Thursday, May 29, 2014

The Real India


When I travel I invariably say "I want to see the real [fill in the country name here]".

I have only the best intentions when saying things like that. I mean, essentially, that I want to experience life in that country like a native would. I want to stay in the thick of things, eat in authentic restaurants with the locals, use the available public transportation, walk, explore the side streets, talk to people. I want to immerse!

Versus, being housed in a chain hotel near the airport, shuttled around in the largest vehicle that can safely maneuver the streets with 50 blue-haired Americans, participate in carefully scripted souvenir buying, eat at restaurants that can efficiently deal with 50 blue-haired Americans (while maybe not serving the most authentic local food). I might as well stay at home and spend the day at Concord Mills, as explore the world this way.
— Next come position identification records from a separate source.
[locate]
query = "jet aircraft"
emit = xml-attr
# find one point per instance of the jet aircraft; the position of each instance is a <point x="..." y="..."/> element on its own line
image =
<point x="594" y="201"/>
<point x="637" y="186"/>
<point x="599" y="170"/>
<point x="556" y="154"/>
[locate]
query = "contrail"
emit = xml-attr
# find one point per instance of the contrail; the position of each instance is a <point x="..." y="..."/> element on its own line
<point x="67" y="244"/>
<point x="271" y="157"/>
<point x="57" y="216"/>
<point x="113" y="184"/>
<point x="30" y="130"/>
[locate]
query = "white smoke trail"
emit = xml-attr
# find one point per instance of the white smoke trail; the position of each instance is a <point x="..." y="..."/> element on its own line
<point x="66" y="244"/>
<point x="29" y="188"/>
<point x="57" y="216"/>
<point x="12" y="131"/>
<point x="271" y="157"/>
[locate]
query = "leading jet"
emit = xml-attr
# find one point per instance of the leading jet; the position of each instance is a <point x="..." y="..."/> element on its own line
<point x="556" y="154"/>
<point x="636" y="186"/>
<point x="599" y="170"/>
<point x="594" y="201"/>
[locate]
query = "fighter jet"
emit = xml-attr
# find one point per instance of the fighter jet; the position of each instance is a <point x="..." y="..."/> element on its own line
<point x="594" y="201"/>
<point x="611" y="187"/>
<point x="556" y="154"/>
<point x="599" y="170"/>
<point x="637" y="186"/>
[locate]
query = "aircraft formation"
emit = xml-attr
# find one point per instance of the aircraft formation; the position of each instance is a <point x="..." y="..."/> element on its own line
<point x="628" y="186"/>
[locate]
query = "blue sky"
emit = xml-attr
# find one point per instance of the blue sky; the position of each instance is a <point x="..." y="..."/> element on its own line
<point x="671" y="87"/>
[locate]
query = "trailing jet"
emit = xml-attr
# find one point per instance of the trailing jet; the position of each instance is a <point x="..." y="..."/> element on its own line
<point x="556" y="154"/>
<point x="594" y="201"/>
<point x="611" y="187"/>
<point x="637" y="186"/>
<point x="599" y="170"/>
And I find myself overwhelmed because India has so many different realities to see. High tech modern country with an exploding economy; the largest democracy in the world with a new PM from a modest beginning; a country with a vast gulf between the haves and the have-nots living elbow-to-elbow with one another; an ancient society where a rigidly held system of social stratification is starting to deteriorate with increased wealth and movement of young people to cities; a traditionally religious population revering millions of instances of the One True God; it goes on and on.

I expect that my immersion will be in the new High Tech India, and that my excursions into traditional areas may be only as gritty as my guides can acknowledge.

And as a girl from One-Stop-Light-Ville South Carolina, I totally understand.